Integration with AI LLMs

RAMADDA makes use of OpenAI's GPT API or Google's Gemini API in a number of ways. Various metadata can be extracted from documents and the wiki editor can make use of the LLMs to convert and create text.

Integration with Google's Gemini Model

Get an API key from Anthropic and set the property:

claude.api.key=your key

Integration with Anthropic's Claude Model

Get an API key from Google and set the property:

gemini.api.key=your key

Integration with OpenAI GPT

RAMADDA uses OpenAI's GPT API for extracting keywords and text summaries for documents (PDF, Word, etc). To enable this you will need to register with OpenAI and obtain an API key. They provide a free tier.

Once you obtain the API key add it to a .properties file in your RAMADDA home directory:

openai.api.key=<your key>
#To enable GPT4 (which comes with a higher cost) set:
openai.gpt4.enabled=true

Cost

RAMADDA uses the gpt-3.5-turbo which costs $0.002 / 1K tokens. Each of the document extraction actions described below (title, author, summary, keywords) require one call and approximately 3K - 4K tokens are passed to OpenAI. So, each call is approximately 1/2 to 1 cent per call.

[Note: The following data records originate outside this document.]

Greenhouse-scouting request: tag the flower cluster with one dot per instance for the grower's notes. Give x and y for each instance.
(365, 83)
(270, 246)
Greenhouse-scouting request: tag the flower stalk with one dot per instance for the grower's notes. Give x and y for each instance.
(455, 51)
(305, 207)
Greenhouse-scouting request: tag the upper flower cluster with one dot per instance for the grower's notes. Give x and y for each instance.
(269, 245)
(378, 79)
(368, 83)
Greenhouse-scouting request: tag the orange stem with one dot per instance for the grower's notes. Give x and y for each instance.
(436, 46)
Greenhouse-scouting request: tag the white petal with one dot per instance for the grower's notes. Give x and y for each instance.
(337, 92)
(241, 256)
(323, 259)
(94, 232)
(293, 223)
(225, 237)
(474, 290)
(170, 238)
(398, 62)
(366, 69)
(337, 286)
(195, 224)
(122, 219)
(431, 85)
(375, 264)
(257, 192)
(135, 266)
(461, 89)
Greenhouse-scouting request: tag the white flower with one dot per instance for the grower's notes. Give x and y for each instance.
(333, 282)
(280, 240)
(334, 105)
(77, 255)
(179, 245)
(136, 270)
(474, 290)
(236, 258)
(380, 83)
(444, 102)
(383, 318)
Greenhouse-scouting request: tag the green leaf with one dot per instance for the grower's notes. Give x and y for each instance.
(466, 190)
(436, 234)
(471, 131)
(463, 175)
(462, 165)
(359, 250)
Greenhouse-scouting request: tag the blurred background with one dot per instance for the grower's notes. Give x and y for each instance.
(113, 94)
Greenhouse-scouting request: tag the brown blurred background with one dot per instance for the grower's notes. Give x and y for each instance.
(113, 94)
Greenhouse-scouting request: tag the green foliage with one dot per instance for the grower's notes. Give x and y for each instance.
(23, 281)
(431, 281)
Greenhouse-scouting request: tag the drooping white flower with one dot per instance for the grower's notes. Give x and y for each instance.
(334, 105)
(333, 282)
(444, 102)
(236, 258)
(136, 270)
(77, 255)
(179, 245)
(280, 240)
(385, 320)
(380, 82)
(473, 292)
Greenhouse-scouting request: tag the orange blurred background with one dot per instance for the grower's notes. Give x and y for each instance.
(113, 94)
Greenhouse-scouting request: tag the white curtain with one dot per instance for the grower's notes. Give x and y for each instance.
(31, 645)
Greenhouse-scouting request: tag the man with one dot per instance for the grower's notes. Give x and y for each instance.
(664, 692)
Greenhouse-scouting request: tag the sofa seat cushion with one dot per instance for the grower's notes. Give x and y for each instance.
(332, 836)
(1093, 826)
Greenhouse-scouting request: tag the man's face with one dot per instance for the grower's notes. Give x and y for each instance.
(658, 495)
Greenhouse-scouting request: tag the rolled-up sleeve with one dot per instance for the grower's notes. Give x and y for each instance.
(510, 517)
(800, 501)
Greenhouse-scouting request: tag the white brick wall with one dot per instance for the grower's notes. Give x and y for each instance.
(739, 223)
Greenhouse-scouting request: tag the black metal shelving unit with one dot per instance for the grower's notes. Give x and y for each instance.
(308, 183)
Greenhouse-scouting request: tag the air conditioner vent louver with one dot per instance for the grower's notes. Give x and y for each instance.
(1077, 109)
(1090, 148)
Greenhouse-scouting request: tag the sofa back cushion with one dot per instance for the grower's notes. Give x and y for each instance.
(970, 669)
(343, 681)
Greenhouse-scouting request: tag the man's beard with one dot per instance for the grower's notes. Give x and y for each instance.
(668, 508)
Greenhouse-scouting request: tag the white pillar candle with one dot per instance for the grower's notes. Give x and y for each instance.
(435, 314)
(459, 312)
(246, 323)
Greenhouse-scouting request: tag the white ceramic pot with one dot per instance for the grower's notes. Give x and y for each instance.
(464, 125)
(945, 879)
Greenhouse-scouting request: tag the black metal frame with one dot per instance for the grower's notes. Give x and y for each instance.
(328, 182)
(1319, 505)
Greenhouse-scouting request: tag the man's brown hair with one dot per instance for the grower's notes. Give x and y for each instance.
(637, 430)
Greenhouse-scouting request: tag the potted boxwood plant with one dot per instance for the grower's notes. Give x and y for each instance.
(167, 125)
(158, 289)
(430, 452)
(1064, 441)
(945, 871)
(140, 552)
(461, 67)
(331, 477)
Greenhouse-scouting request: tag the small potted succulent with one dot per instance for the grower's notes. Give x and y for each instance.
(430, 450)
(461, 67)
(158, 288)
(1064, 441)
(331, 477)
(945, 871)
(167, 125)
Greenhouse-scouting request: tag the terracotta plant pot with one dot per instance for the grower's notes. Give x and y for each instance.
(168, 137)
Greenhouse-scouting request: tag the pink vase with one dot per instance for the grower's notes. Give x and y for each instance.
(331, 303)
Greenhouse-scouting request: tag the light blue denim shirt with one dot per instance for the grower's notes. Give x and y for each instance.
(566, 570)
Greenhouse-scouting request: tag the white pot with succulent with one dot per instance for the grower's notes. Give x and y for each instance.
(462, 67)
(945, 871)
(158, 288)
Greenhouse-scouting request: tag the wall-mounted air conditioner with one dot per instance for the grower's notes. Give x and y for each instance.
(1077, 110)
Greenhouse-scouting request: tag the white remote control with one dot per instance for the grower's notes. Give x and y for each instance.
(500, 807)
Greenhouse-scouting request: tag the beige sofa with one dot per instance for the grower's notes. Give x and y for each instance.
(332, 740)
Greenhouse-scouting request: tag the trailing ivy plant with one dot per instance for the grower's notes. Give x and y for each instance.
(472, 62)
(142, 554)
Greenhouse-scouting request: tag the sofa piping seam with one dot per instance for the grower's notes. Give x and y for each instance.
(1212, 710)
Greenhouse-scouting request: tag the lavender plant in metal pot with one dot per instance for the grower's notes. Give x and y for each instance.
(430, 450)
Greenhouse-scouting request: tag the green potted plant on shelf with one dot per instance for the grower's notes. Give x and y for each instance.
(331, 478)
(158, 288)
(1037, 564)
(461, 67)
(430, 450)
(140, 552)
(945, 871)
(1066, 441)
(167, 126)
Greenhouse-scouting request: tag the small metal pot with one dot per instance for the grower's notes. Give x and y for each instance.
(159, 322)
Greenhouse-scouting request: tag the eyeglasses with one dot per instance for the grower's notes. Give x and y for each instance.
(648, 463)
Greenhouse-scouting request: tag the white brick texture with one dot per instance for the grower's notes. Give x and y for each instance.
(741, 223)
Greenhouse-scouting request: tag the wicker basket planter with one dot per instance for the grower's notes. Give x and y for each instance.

Summary and Keyword Extraction

Now, when you go to add a document entry to RAMADDA under the "More..." section select Extract keywords and/or Extract Summary. Any keywords extracted will be added as metadata and the summary will be pre-prended to the new entry's description.

Wiki Editor

The Wiki editor provides an interface to the GPT api. If GPT is enabled there will be a GPT link Under the Etc... menu. This brings up the below dialog. Any text that is selected in the wiki editor will be added to the input area. When Evaluated the prompts and the input text are sent to GPT and the result is placed in the Results area. You can then either replace the selected text with the results or append the results.

Audio to Text Transcriptions

Also under the Etc... menu is a Transcription service. You can record audio through your browser and then the audio is sent to OpenAI's Whisper API for transcription to text.

Note: this does not appear to work with Safari as the .mp4 audio file format Safari creates is not accepted by OpenAI.